Council amended a previous agreement with developer Steve Mack, owner of STM Acquisition & Development, which specified that the facades of two historic buildings previously on the site be used or replicated in any new construction.
The agreement was drafted in 2008 after Mack’s 2006 request to demolish the two 1800s-era buildings was rejected by the city’s Design and Preservation Committee. Mack took the issue to a circuit court, which negotiated the settlement facade agreement through mediation. The two buildings were demolished and the corner has sat vacant since then.
Michael Kerski, planning and development manager for the city, said the new agreement took four months of informal and formal reviews. Most DRB members thought the new design reflected modern Greenville and the previous one was “Disney-esque.”
“It’s a modern interpretation of a historic structure,” he said.
The building will be four stories along Main Street and then step up to six stories, about the same scale as other West End developments such as the Field House and the Custom House.

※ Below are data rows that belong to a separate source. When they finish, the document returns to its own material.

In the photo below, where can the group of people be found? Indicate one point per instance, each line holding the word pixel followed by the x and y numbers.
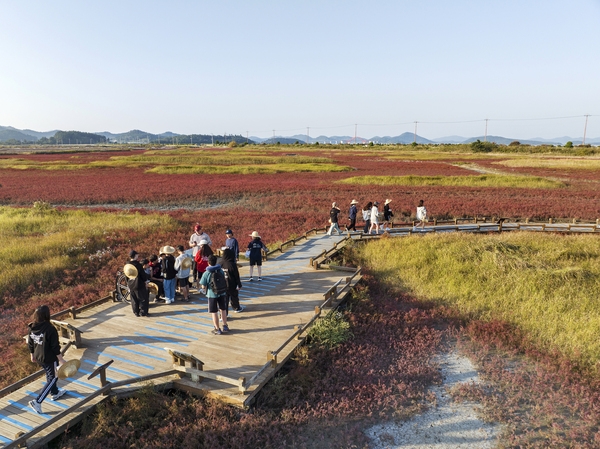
pixel 198 266
pixel 374 220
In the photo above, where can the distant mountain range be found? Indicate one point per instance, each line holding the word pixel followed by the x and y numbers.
pixel 8 133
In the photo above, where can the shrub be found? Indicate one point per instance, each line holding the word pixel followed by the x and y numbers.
pixel 331 331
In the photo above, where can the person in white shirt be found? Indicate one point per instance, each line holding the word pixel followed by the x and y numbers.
pixel 421 215
pixel 375 218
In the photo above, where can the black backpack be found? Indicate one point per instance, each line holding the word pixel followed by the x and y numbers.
pixel 218 283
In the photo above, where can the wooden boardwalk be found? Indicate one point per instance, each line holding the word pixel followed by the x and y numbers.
pixel 286 297
pixel 289 296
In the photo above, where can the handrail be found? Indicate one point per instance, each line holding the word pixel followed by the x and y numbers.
pixel 102 391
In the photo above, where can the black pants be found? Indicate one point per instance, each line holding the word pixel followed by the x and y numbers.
pixel 51 379
pixel 139 301
pixel 367 226
pixel 352 225
pixel 234 298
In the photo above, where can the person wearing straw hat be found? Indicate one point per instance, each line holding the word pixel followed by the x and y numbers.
pixel 44 348
pixel 183 264
pixel 137 281
pixel 169 273
pixel 333 219
pixel 352 213
pixel 387 215
pixel 256 247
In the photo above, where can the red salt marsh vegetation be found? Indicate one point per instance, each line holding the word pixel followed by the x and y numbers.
pixel 326 397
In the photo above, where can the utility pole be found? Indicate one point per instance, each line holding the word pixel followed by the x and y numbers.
pixel 585 128
pixel 485 135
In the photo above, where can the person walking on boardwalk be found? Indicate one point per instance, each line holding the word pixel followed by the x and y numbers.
pixel 169 273
pixel 183 265
pixel 352 213
pixel 255 249
pixel 333 219
pixel 421 215
pixel 367 217
pixel 195 239
pixel 387 215
pixel 375 218
pixel 213 283
pixel 232 275
pixel 232 244
pixel 137 281
pixel 44 348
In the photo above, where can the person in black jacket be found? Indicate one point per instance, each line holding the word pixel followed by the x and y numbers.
pixel 234 283
pixel 44 348
pixel 138 287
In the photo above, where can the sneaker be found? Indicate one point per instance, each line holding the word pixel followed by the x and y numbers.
pixel 57 396
pixel 35 406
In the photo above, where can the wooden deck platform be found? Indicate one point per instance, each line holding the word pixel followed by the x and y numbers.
pixel 286 297
pixel 236 365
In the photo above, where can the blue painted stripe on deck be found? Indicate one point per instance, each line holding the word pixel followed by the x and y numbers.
pixel 15 422
pixel 159 348
pixel 187 337
pixel 193 321
pixel 96 365
pixel 121 359
pixel 164 340
pixel 26 408
pixel 181 327
pixel 90 372
pixel 57 403
pixel 162 359
pixel 85 384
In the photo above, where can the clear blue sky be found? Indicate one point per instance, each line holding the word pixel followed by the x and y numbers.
pixel 257 66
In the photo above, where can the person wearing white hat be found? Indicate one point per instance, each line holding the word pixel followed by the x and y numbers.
pixel 183 264
pixel 352 216
pixel 333 219
pixel 375 218
pixel 255 249
pixel 169 273
pixel 387 215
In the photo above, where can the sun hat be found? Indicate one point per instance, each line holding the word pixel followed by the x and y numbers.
pixel 167 250
pixel 152 288
pixel 68 368
pixel 130 271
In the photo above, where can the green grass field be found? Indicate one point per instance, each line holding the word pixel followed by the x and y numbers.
pixel 499 181
pixel 545 284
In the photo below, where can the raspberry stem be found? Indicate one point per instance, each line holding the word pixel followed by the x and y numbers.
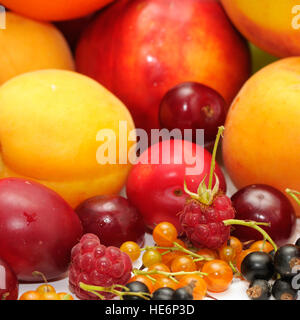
pixel 255 225
pixel 294 194
pixel 96 289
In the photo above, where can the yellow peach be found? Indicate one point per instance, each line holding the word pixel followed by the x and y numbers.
pixel 272 25
pixel 50 122
pixel 28 45
pixel 262 136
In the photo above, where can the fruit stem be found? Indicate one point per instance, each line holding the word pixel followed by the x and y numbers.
pixel 95 289
pixel 170 275
pixel 213 159
pixel 252 224
pixel 178 247
pixel 293 194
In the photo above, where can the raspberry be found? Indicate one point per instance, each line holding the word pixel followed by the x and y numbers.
pixel 94 264
pixel 203 224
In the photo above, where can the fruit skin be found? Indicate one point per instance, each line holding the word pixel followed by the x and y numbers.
pixel 267 24
pixel 113 219
pixel 150 55
pixel 50 129
pixel 282 290
pixel 191 105
pixel 31 45
pixel 55 9
pixel 286 259
pixel 269 97
pixel 158 202
pixel 9 285
pixel 259 290
pixel 163 294
pixel 203 224
pixel 219 275
pixel 257 265
pixel 94 264
pixel 37 229
pixel 263 203
pixel 135 286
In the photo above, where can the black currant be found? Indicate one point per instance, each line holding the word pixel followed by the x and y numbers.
pixel 287 260
pixel 259 290
pixel 283 290
pixel 163 294
pixel 257 265
pixel 135 286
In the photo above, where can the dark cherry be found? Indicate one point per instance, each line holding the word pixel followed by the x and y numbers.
pixel 264 203
pixel 113 219
pixel 192 105
pixel 9 286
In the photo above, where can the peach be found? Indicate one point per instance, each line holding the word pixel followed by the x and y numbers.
pixel 272 25
pixel 262 136
pixel 53 10
pixel 29 45
pixel 50 121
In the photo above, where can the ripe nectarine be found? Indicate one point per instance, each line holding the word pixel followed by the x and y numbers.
pixel 29 45
pixel 272 25
pixel 54 10
pixel 50 121
pixel 262 136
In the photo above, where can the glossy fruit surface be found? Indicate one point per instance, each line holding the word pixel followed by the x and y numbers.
pixel 263 203
pixel 269 96
pixel 262 245
pixel 145 280
pixel 47 227
pixel 135 286
pixel 31 295
pixel 164 234
pixel 68 104
pixel 259 290
pixel 163 294
pixel 191 105
pixel 28 44
pixel 55 9
pixel 149 53
pixel 283 290
pixel 159 202
pixel 287 260
pixel 219 275
pixel 150 257
pixel 132 249
pixel 95 264
pixel 257 265
pixel 197 283
pixel 113 219
pixel 9 285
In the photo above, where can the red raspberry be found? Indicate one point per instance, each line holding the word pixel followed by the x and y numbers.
pixel 94 264
pixel 203 224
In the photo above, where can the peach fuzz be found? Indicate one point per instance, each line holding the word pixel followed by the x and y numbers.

A rooftop area at the corner of Main and River will serve as an outdoor community area.
Plans also call for a contemporary art feature in front of the project along Main Street and a six-story water feature with unique lighting along River Street.
The South Main at River development will also be adjacent to the six-story, 217-unit Link Apartments complex at Rhett and River Streets, to be built by North Carolina developer Grubb Properties.
Lillian Brock Flemming was the only council member to vote against the project. “Regardless of what I see, it is still six stories. I’m totally against this change. It totally changed the context of the building to me,” she said. “I think we’re doing the wrong thing here.”
Cindy Landrum contributed to this story.